According to David Bailie, a longtime sports medicine expert and Orthopedic surgeon in Scottsdale, these increases could lead to a rise in another problem: Arizonans leaving behind their prescriptions altogether.
“Instead of taking their medication as prescribed, many Arizonans are rationing doses or not filling their prescriptions because the cost is too high,” Bailie wrote in an op-ed last month. Nationally, the Center for Disease Control found that more than one-third of uninsured patients opted not to take their medicine as prescribed.
Bailie said he believes legislative intervention is needed to make drugs affordable. However, the price hike is at odds with a bill recently passed by the House of Representatives. The H.R.3 Lower Drug Costs Now Act of 2019—designed to curb the cost of prescription drugs—is expected to save patients more than $450 billion over the next decade if it’s passed.
Despite the White House’s vow to reduce out-of-pocket medical costs by 2020, the House voted along partisan lines, with no dissent among Democrats and just two Republicans coming out in support of the measure. The bill now faces an uphill battle in the Senate, where Sen. John Thune (R-S.D.) told the Washington Post the measure was “dead on arrival.” Should it pass in the Senate, President Donald Trump has hinted that he will veto the bill.
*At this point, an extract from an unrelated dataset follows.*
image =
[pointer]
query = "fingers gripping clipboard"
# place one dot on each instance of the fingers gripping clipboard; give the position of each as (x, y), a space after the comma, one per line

In a statement emphasizing the need for drug pricing legislation, Rep. Tom O’Halleran, (D-Ariz.), said, “In this time of hyper-partisanship, the only way we can fully address real issues impacting the American people is to identify commonsense, bipartisan solutions that can be implemented into law.”
A similar bill in the Senate, the Prescription Drug Pricing Reduction Act (PDPRA) of 2019, is experiencing similar trouble in obtaining bipartisan support. Though it was introduced by Senate Finance Committee Chairman Chuck Grassley (R-Iowa) and Sen. Ron Wyden, (D-Ore.), Republican Senators, including Martha McSally (R-Ariz.) are hesitant to show their support. When asked about the legislation last August during a tour of a Safeway pharmacy in Phoenix, McSally said her team is “studying the bill” and “trying to provide some constructive feedback.”
On the other side of the aisle, Sen. Kyrsten Sinema (D-Ariz.) also hasn’t indicated whether she will support H.R. 3 or the PDPRA.
While lawmakers continue to study the bill, drug reform advocates like Bailie are hopeful McSally and others will get behind legislation like PDPRA that rely on regulation of prices rather than a competitive healthcare market to cut down the cost of drugs.
“Martha McSally understands how rising prescription drug costs have harmed our state,” he said. “She has spoken with constituents on how the issue has affected them and has met with pharmacies to investigate the cause and impact of price hikes.”